Gaby started toward the restaurant, feeling no fear. A calm settled over her. It was very simple, just like Kyle had said. All she had to do was walk inside the restaurant and ask if they need help. It was the most basic and unsophisticated form of communication; talking. It was also a simple and noncommitting way to communicate because she wasn’t asking to be accepted or loved. It was just business. It was such a simple task, it was boring.

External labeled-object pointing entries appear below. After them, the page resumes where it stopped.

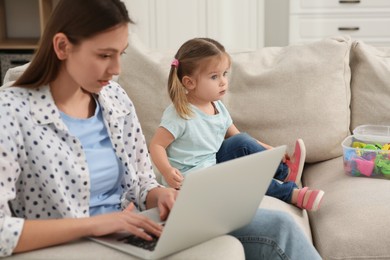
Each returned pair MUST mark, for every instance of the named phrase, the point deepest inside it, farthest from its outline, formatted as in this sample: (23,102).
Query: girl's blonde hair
(188,61)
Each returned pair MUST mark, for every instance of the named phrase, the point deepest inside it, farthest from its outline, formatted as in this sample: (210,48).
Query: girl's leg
(243,144)
(275,235)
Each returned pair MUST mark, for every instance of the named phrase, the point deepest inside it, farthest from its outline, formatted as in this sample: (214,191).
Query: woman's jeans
(271,234)
(242,144)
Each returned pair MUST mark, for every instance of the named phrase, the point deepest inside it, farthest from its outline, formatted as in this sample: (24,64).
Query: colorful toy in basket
(367,159)
(367,151)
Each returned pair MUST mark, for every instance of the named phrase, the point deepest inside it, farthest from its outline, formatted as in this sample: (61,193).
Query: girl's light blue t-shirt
(198,139)
(104,167)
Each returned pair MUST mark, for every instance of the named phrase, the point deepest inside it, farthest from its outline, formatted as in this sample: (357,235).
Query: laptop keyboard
(139,242)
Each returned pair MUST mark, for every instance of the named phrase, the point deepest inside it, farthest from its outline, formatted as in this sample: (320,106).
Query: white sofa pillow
(370,85)
(279,94)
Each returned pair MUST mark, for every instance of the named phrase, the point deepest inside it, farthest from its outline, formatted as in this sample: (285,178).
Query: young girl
(196,131)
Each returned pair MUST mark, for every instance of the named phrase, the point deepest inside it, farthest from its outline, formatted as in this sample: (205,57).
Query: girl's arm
(157,148)
(233,130)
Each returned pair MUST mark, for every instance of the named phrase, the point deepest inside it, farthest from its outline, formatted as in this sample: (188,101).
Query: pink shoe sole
(314,201)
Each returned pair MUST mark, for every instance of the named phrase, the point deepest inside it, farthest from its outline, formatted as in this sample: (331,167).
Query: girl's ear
(61,46)
(188,82)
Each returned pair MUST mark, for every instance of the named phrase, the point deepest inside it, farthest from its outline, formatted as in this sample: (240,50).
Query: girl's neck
(207,108)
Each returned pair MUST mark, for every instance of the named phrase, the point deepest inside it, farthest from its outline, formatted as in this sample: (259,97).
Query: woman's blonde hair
(188,60)
(78,20)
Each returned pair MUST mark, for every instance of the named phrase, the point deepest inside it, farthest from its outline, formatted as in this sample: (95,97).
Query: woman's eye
(105,56)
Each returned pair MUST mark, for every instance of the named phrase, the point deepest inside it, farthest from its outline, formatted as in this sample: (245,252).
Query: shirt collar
(44,111)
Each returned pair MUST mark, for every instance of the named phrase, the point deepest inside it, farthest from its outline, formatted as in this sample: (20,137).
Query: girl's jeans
(275,235)
(242,144)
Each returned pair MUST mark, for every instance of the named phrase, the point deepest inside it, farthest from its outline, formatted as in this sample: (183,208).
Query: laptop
(212,202)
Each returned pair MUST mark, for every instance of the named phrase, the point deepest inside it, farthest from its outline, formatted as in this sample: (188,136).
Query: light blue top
(198,139)
(104,167)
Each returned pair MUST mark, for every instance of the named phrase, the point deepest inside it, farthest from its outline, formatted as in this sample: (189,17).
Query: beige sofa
(318,92)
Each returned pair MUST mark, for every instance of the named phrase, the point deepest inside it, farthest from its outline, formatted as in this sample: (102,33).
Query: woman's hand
(126,220)
(174,178)
(163,198)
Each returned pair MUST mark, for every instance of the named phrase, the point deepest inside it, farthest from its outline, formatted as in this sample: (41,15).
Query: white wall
(276,23)
(166,24)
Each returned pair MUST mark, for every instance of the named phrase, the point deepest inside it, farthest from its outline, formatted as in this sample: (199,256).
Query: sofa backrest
(370,85)
(276,94)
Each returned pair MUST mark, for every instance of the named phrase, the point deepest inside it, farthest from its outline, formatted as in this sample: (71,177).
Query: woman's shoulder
(12,95)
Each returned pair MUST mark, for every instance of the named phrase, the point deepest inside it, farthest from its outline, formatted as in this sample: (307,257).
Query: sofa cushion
(144,77)
(370,85)
(279,94)
(353,218)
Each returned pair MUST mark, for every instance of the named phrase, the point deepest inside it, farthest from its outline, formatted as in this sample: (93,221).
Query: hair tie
(175,63)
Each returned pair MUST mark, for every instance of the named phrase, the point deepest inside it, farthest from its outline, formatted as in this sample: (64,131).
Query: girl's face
(92,63)
(210,83)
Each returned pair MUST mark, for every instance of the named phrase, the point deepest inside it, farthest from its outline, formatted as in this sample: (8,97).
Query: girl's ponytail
(178,93)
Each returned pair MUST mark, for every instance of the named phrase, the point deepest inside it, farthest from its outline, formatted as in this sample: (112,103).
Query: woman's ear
(188,82)
(61,46)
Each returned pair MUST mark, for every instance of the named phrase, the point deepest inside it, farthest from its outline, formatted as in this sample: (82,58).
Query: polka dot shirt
(43,169)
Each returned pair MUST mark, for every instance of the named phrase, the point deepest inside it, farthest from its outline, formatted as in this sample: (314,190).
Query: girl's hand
(165,201)
(174,178)
(128,221)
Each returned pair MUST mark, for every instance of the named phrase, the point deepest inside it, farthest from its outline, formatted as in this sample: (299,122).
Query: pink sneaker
(296,162)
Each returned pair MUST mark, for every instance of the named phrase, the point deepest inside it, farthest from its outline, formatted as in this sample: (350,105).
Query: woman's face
(91,64)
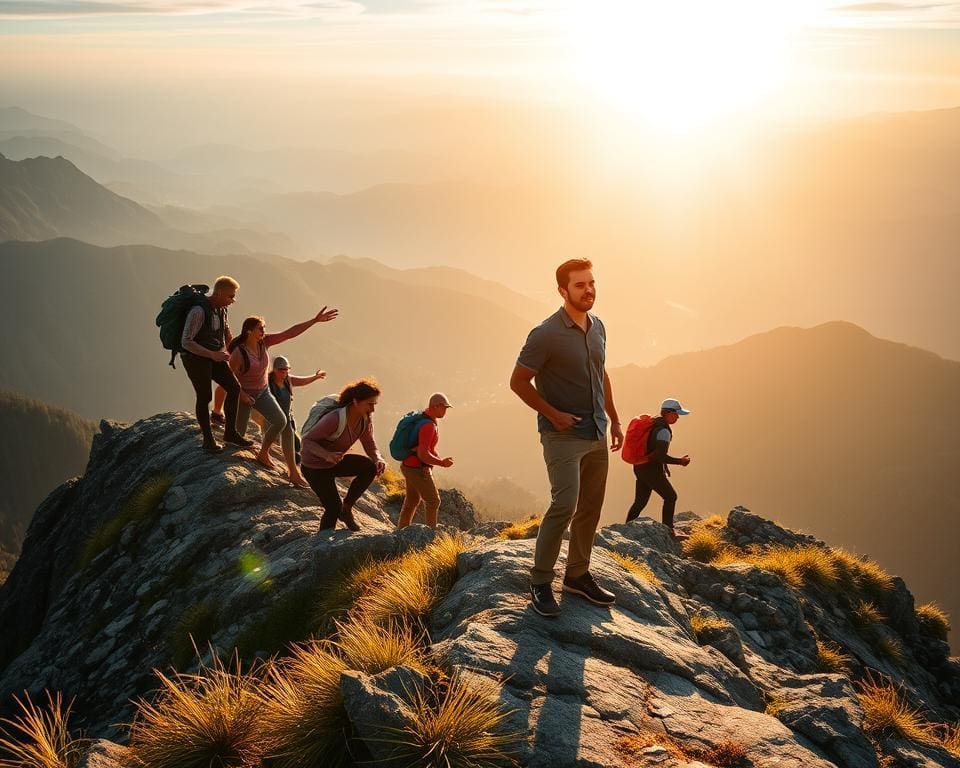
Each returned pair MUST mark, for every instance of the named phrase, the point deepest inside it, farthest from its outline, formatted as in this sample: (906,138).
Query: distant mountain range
(44,446)
(832,430)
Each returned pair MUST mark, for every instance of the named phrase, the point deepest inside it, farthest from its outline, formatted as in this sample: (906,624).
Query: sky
(676,67)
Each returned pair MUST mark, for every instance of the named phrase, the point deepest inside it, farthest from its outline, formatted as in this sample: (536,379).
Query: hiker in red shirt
(417,468)
(652,474)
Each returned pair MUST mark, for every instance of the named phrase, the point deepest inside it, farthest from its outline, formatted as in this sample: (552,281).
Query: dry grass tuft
(463,729)
(890,648)
(799,566)
(703,626)
(202,720)
(392,484)
(413,584)
(373,649)
(831,658)
(866,615)
(887,713)
(304,723)
(39,738)
(933,621)
(726,754)
(524,529)
(705,545)
(636,567)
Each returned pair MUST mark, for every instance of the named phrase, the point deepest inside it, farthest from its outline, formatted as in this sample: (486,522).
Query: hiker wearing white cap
(566,354)
(417,468)
(653,473)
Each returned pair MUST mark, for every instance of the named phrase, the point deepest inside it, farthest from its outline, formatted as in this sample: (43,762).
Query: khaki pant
(420,485)
(577,469)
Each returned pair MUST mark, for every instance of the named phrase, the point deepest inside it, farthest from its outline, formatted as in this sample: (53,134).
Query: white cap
(671,404)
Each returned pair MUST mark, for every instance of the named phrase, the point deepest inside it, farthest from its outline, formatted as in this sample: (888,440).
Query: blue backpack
(173,315)
(405,436)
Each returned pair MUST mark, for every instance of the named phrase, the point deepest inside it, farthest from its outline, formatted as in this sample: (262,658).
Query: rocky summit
(745,644)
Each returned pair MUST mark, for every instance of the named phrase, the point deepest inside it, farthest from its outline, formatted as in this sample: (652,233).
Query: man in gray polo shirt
(566,355)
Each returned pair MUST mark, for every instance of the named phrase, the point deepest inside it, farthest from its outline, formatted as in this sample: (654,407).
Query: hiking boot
(349,521)
(541,595)
(236,439)
(586,587)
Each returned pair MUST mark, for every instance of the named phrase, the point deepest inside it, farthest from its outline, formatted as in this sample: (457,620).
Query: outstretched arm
(616,431)
(323,316)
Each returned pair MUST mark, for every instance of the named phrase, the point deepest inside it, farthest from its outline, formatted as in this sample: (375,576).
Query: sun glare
(679,66)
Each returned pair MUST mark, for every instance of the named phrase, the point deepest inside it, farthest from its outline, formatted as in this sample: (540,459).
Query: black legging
(202,371)
(323,482)
(651,477)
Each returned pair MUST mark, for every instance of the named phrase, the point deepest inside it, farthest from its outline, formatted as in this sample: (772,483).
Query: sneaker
(236,439)
(586,587)
(541,595)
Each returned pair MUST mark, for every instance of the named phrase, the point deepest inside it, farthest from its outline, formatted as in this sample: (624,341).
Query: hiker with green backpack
(645,447)
(195,325)
(414,445)
(335,423)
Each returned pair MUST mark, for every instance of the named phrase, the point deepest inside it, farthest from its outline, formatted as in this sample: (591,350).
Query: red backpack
(636,440)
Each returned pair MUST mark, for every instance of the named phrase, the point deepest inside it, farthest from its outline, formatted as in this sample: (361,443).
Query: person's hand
(563,421)
(616,436)
(325,315)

As she pulled the heavy glass door open, she was amazed to notice her hands were shaking. Her knees turned to jelly. Her legs were cold and numb. She frowned, realizing she was afraid after all. She let herself into the artificial cool and the dull hum of the air conditioner that muffled the genuine noise of the ocean and eliminated the authentic heat.

Gaby leapt out of the way as a waitress rushed toward her, balancing two trays on both arms, holding them high. Gaby started toward the cash register cautiously. Boisterous laughter erupted from the tables that lined the restaurant, voices shouted greetings, and silverwares and glasses clanked together.

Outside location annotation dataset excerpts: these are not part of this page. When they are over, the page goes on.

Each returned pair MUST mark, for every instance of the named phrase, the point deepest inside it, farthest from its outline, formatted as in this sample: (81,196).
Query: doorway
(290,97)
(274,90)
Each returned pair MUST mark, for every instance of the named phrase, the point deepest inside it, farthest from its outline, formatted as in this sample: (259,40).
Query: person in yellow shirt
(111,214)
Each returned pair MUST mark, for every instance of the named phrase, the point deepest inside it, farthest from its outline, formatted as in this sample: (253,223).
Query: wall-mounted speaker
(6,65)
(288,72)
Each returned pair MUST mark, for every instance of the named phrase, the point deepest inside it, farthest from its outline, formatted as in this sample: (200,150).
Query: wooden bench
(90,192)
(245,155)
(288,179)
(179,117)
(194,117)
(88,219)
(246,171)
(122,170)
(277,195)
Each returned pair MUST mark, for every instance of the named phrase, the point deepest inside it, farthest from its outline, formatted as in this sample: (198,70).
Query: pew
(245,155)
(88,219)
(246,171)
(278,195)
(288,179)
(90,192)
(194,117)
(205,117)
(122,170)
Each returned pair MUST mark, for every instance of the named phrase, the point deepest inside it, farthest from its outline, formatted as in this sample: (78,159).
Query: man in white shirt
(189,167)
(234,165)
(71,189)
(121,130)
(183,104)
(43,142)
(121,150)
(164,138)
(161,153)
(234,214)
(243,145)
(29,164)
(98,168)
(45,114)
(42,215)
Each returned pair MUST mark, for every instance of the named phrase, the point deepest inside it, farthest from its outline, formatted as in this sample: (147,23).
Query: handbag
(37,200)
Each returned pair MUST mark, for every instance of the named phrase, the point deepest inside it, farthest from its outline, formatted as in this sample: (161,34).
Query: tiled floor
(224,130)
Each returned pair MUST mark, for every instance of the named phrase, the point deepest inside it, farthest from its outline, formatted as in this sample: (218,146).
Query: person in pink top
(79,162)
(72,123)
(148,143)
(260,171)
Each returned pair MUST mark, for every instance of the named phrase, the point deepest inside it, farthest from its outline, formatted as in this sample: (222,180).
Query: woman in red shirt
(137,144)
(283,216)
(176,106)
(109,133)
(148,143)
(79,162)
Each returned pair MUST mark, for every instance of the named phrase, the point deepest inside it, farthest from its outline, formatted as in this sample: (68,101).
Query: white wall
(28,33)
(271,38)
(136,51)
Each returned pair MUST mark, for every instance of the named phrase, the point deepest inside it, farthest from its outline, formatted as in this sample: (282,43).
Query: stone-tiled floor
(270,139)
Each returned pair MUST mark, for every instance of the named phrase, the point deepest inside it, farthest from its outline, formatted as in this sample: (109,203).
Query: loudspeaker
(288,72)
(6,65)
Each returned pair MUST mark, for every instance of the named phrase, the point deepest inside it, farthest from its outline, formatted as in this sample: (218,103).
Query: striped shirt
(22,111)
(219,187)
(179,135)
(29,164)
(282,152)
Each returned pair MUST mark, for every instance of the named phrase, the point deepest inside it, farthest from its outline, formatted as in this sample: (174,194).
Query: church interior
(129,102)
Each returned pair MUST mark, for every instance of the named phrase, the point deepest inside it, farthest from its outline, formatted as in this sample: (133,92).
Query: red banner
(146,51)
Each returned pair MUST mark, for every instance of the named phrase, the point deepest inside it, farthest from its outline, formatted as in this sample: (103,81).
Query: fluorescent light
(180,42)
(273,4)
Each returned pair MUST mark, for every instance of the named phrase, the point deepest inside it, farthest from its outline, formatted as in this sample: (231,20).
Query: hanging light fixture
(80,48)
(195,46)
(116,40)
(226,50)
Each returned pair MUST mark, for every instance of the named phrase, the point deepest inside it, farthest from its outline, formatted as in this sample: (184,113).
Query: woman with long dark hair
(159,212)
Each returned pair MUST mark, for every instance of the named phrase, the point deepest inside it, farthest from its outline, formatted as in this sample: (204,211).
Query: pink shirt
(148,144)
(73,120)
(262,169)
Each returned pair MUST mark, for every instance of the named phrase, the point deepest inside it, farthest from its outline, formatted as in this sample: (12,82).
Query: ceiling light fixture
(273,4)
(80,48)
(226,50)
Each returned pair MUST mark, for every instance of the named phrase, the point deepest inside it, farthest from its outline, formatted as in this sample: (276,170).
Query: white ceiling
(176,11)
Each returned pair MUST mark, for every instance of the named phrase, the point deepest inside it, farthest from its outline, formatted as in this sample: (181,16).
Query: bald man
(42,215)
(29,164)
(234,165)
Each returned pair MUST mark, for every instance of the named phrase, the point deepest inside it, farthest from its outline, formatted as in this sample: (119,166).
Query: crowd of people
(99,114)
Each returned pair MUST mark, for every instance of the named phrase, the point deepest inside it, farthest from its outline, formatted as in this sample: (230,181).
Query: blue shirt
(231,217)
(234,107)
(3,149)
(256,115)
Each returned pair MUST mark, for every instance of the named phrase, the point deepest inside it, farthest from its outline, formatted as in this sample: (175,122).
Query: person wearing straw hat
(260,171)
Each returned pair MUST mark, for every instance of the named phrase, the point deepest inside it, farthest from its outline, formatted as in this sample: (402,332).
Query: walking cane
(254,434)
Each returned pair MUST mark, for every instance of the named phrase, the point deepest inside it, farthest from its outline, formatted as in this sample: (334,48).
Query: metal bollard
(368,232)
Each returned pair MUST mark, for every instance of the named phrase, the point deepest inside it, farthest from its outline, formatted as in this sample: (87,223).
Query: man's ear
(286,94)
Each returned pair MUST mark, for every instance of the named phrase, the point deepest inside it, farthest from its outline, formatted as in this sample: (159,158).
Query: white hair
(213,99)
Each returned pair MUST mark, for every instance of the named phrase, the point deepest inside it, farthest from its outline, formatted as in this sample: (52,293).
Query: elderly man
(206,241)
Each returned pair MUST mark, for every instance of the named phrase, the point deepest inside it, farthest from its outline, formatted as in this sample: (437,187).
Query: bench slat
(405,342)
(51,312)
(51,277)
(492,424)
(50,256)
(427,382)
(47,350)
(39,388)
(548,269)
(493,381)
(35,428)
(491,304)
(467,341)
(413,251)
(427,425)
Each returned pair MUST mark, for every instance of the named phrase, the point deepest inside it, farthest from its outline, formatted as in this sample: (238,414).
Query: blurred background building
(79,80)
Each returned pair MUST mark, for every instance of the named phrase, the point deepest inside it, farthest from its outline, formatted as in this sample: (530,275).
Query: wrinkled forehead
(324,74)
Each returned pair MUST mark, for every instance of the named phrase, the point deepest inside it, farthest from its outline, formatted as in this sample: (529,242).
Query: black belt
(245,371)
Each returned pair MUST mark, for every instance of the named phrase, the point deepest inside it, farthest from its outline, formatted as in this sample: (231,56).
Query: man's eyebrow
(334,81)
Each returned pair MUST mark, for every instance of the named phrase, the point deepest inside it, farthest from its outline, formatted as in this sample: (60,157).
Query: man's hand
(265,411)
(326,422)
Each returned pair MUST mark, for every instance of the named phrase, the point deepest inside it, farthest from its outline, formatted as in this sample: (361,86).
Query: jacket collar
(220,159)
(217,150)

Gaby was grateful for the air conditioner’s hum. Although it lacked the beauty natural sounds had, it drowned out the noise, turned it gentler and faraway, like an illusion. There’s something about distant noise that emphasizes the silence better than total lack of sound.

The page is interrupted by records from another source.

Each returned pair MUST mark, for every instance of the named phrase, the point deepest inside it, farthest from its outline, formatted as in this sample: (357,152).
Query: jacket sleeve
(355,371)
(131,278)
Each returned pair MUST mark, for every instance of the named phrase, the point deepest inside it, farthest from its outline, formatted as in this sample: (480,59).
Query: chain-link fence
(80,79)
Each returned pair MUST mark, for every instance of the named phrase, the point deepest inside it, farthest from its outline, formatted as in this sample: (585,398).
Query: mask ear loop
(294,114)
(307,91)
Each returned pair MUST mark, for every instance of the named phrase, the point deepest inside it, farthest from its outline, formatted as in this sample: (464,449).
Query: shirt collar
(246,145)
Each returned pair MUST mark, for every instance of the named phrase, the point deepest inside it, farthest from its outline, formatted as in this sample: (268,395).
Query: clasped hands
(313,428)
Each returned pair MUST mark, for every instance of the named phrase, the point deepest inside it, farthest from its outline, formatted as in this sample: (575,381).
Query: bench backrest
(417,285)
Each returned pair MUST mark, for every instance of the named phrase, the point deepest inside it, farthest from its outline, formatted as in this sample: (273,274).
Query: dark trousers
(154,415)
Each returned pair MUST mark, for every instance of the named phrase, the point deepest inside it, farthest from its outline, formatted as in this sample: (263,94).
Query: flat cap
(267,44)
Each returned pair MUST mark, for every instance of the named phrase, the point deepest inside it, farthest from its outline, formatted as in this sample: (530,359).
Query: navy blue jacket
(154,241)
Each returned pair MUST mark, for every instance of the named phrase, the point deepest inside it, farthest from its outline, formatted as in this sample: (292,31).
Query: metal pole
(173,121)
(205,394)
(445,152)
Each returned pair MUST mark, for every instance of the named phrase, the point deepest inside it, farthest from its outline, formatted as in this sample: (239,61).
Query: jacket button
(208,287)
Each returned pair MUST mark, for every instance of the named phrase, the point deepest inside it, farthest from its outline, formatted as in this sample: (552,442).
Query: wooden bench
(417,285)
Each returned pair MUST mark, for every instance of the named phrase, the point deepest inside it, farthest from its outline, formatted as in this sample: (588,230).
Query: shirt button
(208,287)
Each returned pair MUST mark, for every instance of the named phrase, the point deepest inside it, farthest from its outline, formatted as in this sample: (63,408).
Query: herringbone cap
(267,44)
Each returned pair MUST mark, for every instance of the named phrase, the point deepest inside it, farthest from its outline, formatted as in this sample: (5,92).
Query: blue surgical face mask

A tall, thin young woman leaned on the cash register, talking to another woman and a man. The three were moving their hands as they spoke, deep in conversation. Gaby hesitated.

The woman turned toward her. “Can I help you?” she asked. She had a nametag with the word ‘Manager’ on it. Such an airy word, a bit sticky and bitter, though.

Gaby froze. She had a sudden urge to flee. Images of her room and the park flashed through her mind. She longed for the safety of her house, the solitude, the routine. She dug her sandals into the polished floor that reflected the fluorescent lights above so she wouldn’t run. She tried to speak but couldn’t.

“I’m looking for a job,” she finally managed to say.

The manager looked her up and down. Gaby knew her clothes weren’t an issue. It didn’t matter that she wore purple jeans and a T-shirt with a picture of a blue-eyed, orange feral cat leaping out of a garbage can, surrounded by magenta and indigo patches. She figured the manager knew Gaby would wear work uniforms if she got hired anyway. She wasn’t working yet. She was just looking for a job. It wasn’t official.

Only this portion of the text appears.